OCEAN CITY – Employee take home vehicles might be next on the proverbial chopping block as town officials continue to exhaust all options to cut expenditures.
City Manager Dennis Dare hinted this week that a “vehicle study” will be released soon that may alter the current usage of take home vehicles used by some of the town’s employees, but was reluctant to talk about specific numbers in the report before meeting with the Mayor and City Council.
Council President Joe Mitrecic said that the matter should be on the council’s agenda within the next two weeks.
“We need to evaluate which vehicles are an absolute necessity and which are just perks,” said Mitrecic. “If it’s found to be a perk, then they may have to go away.”
As per a spreadsheet prepared by Susan Childs in October of 2007, there were 68 take home vehicles issued to town employees at that time, of which 29 were issued to the police department alone.
Dare said that he has “cut a few of the vehicles since that time” but did not concede the exact number, nor the annual cost expenditures for fuel and maintenance on the town’s fleet of vehicles.
One council member hinted this week that the annual cost for fuel and maintenance for town vehicles was approximately $400,000 per year, but Dare said that the number “didn’t sound right and was more than likely a bit high.”
Dare said the exact cost will be released in the study, and whatever that cost ends up being, Mitrecic said that any tweak to the current usage of take home vehicles that saves the town money is worth looking into.
“There is no magic number or a line in the sand that makes any cuts worthwhile or not worthwhile. If it saves us money, we have to look into it, but it’s a tough thing to gauge,” said Mitrecic.
Also listed on the spreadsheet was the number of miles that each employee travels to and from work with the aforementioned town owned vehicles. The town’s policy states that the vehicles should only be used for professional usage and not for personal use.
Mitrecic said that the numbers are hard to interpret, however.
“Dennis Dare travels nine miles to work and nine miles back home with his town vehicle, but Hal Adkins (Ocean City’s Public Works Director) actually lives closer than Dennis does, but he’s driving all over town when he is at work, and Dennis is not, so you can’t just look at the distance to and from work and make an assumption,” said Mitrecic.
Distances traveled to and from work range anywhere from one mile to 34 miles, according to the list, and 36 of the top 100 salaried employees have a take home vehicle.

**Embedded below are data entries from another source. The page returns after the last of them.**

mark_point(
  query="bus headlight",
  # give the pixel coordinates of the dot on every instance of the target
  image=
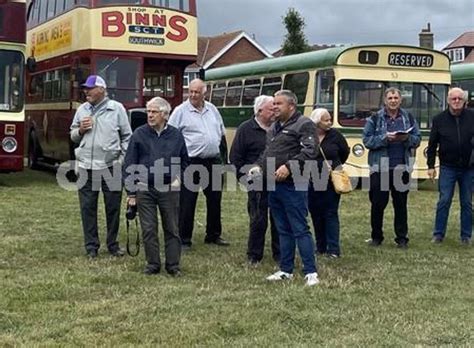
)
(9, 144)
(358, 150)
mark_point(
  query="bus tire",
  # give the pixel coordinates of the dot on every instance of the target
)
(33, 151)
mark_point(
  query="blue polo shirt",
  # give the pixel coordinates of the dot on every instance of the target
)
(395, 150)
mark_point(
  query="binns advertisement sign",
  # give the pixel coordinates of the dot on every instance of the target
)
(150, 28)
(132, 29)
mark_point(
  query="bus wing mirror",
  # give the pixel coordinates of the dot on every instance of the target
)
(31, 64)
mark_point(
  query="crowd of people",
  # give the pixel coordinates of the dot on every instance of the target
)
(283, 159)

Mitrecic stressed that what the public may forget in this case is that many of the people who have town vehicles are “on call” seemingly 24 hours a day.
“In my mind, department heads are always on the clock, and they have to answer any call at any hour of the day. Our building inspector is on call like that, and he doesn’t have a town vehicle, but the point is that we need to look at how often these people are called in and where they are coming from to answer that call,” said Mitrecic.
Councilwoman Mary Knight thought that putting a 10-mile radius for town vehicles could be an option or hoped that if some employees conceded their vehicles, they might see other perks as the economic picture improves.
“Maybe if they gave up their vehicles this year, we could save enough money to put back in place a step increase next year,” said Knight.
Though any type of radius system might be extremely difficult to enforce, the fact that the town’s officials are looking at cutting the usage of their own take home vehicles certainly shows that they are looking at all items on the expenditure list.
Councilwoman Margaret Pillas thought maybe the easiest solution would be to leave the vehicles in Ocean City and use them only during work hours only.
“Everyone knows that equipment won’t be used until they get to town, and take vehicles are viewed by many people to be a perk,” said Pillas, “but, as long as we are in a downturn in the economy, the perks should go away.”
The study to be released to the council in the coming weeks should show not only how much money is spent annually on the town’s vehicle fleet on both fuel and maintenance, but also how much of that cost is accrued for the distances traveled to and from Ocean City.
Dare feels that the issue is a “relatively minor one” but one that needs to be addressed.
“We are going to look at it, but I’ve been trying to fry some bigger fish up until now,” he said.